I once had cancer on my face and when it was excised a fine web of scars embedded itself in my right cheek like the soft crust of a soufflé. Over the years the skin smoothed itself, but if light caught it at the wrong angle the flesh appeared bloated, trapped between intersecting keloid fissures. I would never again get parts that depended on my good looks; I changed careers and started writing for the magazines. I sued for malpractice the doctor who sewed me up and won a bundle in court. As I walked into the Chelsea, I fingered the dented filigree beside my mouth as if to rub a bit more of it away.
It surprised me to instantly recognize Robert Sheib, who sat on a sofa under an abstract painting. We had met only two or three times—in Munich, with Paul Grosvenor—when, as best friends of the same friend, we had assumed a superficial familiarity. Robert was an object of near reverence for people I had known, at various times, in various places: because he was esteemed as a poet, because as a public figure he’d come down on the worthy side of certain political questions, signed petitions and open letters and lent himself to committees for the general welfare, in former West Germany, former Munich, because he seemed to need very little from other people, and finally because he made an agreeable drunk. Now that Paul Grosvenor was dead (mysteriously dead, from my point of view), Robert was the only source of facts and rumors I thought it important to find out.
His plaid shirt, puffy cotton pants, and beige ankle boots evoked the costume of an early aviator—an effect, I realized, of the painting above his head, which suggested a small airplane whirring through muddy skies. The art in the Chelsea lobby has never looked entirely real or valuable to me, in spite of its cool pedigree.
“Well, so.” Robert grinned expectantly, a pale face coming into focus. I contrasted his relaxed English, unaccented enough to pass for American, with my memory of Paul’s overprecise diction. “It’s been years and years.”
Robert rose to his feet and offered a freckled hand.
“Four years, I think.”
“Where does the time go.”
“After forty it just races past.”
“The good times race,” Robert sighed. “Suffering crawls.”
“We should wish people a short life, I guess.”
“A wish often granted, alas,” said Robert, making my remark sound fatuous.
You have to climb up to the valley, I thought, and many lose their breath. My inner vision conjured a giant eye in the crater of a volcano, shuddering bloblike in time to a deafening heartbeat.
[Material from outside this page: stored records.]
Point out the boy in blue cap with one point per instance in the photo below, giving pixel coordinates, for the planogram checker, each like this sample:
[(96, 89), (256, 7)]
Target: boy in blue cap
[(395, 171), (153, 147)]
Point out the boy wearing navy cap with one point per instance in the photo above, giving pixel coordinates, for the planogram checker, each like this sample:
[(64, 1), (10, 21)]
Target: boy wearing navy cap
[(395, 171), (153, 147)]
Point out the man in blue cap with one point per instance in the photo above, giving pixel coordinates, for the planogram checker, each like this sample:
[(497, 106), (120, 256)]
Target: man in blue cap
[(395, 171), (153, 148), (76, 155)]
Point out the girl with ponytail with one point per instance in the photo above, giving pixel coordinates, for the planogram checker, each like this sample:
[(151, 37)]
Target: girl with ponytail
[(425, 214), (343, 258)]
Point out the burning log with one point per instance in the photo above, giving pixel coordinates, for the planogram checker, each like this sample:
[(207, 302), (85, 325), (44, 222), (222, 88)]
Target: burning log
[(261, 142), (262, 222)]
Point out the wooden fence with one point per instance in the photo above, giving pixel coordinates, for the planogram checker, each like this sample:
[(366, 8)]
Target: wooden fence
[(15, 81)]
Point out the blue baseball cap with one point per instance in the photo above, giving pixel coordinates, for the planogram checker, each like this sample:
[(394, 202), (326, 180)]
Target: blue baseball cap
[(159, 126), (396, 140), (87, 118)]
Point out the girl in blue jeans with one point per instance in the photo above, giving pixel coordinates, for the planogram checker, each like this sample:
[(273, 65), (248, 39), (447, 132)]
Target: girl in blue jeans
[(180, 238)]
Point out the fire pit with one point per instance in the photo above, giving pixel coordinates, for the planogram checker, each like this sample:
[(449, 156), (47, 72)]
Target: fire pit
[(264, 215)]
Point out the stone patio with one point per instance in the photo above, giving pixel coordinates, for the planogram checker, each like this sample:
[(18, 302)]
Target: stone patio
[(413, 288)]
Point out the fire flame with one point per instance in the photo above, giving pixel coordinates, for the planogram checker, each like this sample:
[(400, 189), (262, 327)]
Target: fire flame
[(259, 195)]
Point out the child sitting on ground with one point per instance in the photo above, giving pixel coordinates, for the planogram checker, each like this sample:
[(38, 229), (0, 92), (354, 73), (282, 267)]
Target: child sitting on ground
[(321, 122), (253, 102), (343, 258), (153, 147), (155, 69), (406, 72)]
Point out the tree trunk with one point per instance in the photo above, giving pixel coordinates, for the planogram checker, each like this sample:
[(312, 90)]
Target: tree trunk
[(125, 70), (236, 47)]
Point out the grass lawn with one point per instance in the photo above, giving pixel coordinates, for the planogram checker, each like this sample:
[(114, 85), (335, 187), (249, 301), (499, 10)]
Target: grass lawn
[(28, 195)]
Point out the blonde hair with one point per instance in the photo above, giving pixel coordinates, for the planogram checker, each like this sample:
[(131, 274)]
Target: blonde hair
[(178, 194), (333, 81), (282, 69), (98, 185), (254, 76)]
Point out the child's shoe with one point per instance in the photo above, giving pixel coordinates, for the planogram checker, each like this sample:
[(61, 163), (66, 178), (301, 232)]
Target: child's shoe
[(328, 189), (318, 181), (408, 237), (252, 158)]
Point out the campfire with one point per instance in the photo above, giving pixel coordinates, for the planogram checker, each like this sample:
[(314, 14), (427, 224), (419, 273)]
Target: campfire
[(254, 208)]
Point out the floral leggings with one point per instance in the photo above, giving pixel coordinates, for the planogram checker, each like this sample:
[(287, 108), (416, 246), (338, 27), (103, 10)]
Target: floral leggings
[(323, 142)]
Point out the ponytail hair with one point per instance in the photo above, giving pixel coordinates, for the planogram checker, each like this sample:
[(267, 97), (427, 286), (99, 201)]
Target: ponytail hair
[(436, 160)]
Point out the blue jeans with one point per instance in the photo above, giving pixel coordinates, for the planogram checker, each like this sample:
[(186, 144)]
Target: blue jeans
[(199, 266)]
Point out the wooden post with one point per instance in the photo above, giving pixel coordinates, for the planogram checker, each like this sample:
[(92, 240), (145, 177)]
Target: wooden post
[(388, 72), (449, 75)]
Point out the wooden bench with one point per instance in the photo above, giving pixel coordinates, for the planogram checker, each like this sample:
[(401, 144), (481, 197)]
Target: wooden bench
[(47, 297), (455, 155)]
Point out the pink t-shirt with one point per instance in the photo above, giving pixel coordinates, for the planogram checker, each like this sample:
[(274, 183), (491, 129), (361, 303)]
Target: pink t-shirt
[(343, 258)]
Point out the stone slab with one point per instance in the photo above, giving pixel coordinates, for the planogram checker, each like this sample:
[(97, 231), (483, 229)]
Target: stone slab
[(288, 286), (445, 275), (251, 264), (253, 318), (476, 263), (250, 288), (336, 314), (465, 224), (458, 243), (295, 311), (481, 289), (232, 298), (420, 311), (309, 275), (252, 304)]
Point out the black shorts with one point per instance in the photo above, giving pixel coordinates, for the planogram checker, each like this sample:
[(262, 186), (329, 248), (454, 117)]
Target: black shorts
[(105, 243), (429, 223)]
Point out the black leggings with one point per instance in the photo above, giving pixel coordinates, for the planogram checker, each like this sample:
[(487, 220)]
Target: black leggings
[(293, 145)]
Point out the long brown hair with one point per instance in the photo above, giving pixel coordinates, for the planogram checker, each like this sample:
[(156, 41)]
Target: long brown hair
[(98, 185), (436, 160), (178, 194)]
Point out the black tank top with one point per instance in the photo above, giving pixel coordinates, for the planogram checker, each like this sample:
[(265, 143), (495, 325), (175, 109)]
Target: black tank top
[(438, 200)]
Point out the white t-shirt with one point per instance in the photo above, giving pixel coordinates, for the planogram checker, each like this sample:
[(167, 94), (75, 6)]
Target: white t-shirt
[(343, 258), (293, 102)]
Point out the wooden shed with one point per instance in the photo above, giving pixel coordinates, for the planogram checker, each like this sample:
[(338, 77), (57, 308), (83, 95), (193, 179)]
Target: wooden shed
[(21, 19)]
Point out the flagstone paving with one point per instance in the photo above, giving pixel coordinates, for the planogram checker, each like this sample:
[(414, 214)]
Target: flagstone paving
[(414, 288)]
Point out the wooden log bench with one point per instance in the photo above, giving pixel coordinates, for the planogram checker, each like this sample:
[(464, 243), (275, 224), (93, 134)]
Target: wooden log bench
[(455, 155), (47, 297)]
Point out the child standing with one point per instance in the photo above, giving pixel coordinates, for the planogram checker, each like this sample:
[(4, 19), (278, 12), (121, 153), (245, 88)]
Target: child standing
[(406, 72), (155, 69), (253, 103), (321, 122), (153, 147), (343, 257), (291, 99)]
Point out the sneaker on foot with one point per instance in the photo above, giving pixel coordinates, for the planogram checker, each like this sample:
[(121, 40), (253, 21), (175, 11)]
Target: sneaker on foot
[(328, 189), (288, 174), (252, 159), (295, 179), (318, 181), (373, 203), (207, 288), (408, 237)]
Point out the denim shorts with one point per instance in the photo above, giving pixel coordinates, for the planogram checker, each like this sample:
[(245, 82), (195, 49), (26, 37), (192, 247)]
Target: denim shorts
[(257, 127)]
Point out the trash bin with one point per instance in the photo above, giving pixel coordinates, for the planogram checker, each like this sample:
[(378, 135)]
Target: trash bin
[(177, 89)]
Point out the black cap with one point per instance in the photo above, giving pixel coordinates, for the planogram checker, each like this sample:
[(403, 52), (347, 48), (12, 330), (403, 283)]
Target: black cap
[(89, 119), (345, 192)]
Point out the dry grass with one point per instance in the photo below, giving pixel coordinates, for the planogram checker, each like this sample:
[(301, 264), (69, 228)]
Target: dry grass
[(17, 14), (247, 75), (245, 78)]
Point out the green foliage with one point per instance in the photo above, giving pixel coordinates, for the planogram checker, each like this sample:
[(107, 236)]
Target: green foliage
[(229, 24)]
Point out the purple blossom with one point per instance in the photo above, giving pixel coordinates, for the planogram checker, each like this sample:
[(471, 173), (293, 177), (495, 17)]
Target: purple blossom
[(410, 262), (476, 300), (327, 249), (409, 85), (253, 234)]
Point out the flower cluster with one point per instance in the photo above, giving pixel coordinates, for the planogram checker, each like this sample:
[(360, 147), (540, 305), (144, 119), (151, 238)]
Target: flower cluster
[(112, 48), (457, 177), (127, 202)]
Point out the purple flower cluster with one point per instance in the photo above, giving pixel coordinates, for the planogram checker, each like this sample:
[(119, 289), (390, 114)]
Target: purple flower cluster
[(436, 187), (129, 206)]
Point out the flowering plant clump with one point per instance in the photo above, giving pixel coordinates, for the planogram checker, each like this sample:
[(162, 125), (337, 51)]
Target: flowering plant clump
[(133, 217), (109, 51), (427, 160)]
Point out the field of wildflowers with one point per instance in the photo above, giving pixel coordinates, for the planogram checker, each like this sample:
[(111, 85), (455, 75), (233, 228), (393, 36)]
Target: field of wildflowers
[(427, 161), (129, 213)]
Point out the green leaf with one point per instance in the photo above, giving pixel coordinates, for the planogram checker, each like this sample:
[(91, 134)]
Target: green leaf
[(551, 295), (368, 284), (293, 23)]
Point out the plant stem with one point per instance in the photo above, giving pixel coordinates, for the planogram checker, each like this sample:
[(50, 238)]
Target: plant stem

Robert reminded me of Munich and Munich reminded me of a country house near Salzburg where, seven years earlier, I’d left a copy of The Other Side of the Mountain by Michel Bernanos, the one who died at forty. And those seven years were gone in the flutter of an eyelid.
That morning I had come across a postcard of a pensione I’d once stayed in in Positano. In my mind I saw steep cement steps wending down to a rocky beach, hairy torsos broiling in the sun, and echoing walkways threaded between damp stucco walls. The memory came attached to another dead friend: we had climbed one afternoon to a cemetery full of sweet clover and rosemary and dessicated weeds perched on a mountainside above Amalfi Drive. When this you see, remember me.
Standing, Robert looked like photographs of Rimbaud, handsome and bleary and spoiled, with short curls (in Robert’s case, red ones) and a subtle air of self-possession. He was the type of unaggressive male I had to remind myself wasn’t gay—“sensitive,” European, muy simpatico.
A blast of freon greeted us in El Quijote. There was something metallic about the restaurant’s vaguely controlled chaos.
When we had a booth and a pitcher of margaritas, Robert repeated what he’d told me on the phone: that he was sharing a suite upstairs with a television director named Dina, and writing bits for her ZDF documentary on hotels. They had a few more days of shooting at the Chelsea, then they’d go to the Marmont in L.A. Robert normally wrote books. In Munich, he and Paul had drifted together in the loose mix of cinema and literary types who inhabited the Deutsche Eiche and Harry’s New York Bar in the seventies and early eighties.
“I can’t sleep lately,” I said. “So a lot of times I try to drift off with the television on.”
“Uh-huh.”
“At four-thirty in the morning I hear this familiar voice. I open my eyes and look at the screen. And there’s Paul, all blond on blond, in Nazi drag—”
“The Guns of Koburg?”
“No, the American one, Cross of Glory, where he’s kind of an Ernst Junger type with a butterfly collection and hides a Jewish family in his wine cellar. I got up and took a pill.”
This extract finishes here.